The robin parents hatched three chicks in the front-yard maple in late spring. The Preacher and I have never had such an intimate look at avian domesticity. Standing well back from the window, I peer in with fascination.

Faultlessly loyal in his role as fly-in provider, papa robin coaxes his mate up to the edge of the nest so he can feed the triplets. Mama huddles there, supervising - seemingly glad for the break.For three's a crowd, indeed.

During my first pregnancy, our neighbour expected her second child. Her tummy grew unusually cumbersome. My last pregnancy, she vowed. Never again. But I'd like a big family, at least four, said her husband.

In colossal humour, both got their way. Fatima - two weeks overdue - gave birth to an unexpected set of triplets. She wore pyjamas for a solid year. When she took the babies for a walk in their triple stroller, she added a housecoat.

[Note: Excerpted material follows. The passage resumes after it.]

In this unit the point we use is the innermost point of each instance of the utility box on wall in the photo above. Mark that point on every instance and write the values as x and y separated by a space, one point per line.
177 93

The robin's nest, an almost weightless, neatly swirled circle of grasses, rests in a crotch of bark two limbs up, about ten feet off the ground. I worried plenty about it during the series of severe storms that recently battered our area. An umbrella of leaves doesn't protect much.

During the worst, a gale that threatened human life, I grabbed the binoculars and sat down in front of the window to add a little watching to my worrying. There sat Mrs. Robin, unmoving, wings outstretched over her offspring. When the wind lifted the nest almost at a right angle to the tree, she clung tight. Drenched to her pinfeathers, her beak ran water-droplets like a leaky faucet.

Whenever the blow took an intake of breath before its next big gust, in darted the sodden male, bearing take-out. To my astonishment, he first fed his mate. She ate, then lifted herself off the nest just high enough for the chicks to thrust their gaping mouths out from under her wings.

That storm chased over a hundred people from their homes near here. Many houses sustained irreparable damage and have since been condemned. Yet my avian neighbours' small circle of grasses remained intact - and so did the little family.

These are difficult times to keep a home together. Marriages have never before collapsed at the present rate. Battered by sundry storms, partners flee commitment, sacrificing future joy for present relief or passing pleasures. I grieve the brittle spirits, the inevitible from-bad-to-worse years, the wounds festering in childrens' bewildered hearts.

Two weather-beaten people I love celebrated their fifty-eighth anniversary this month. They remind me of the robins. They held hard to Jesus, fought storms together, and survived formidable enemy attacks. They even survived raising me.

Lord, give us robin-spirits. Our neighbours are watching.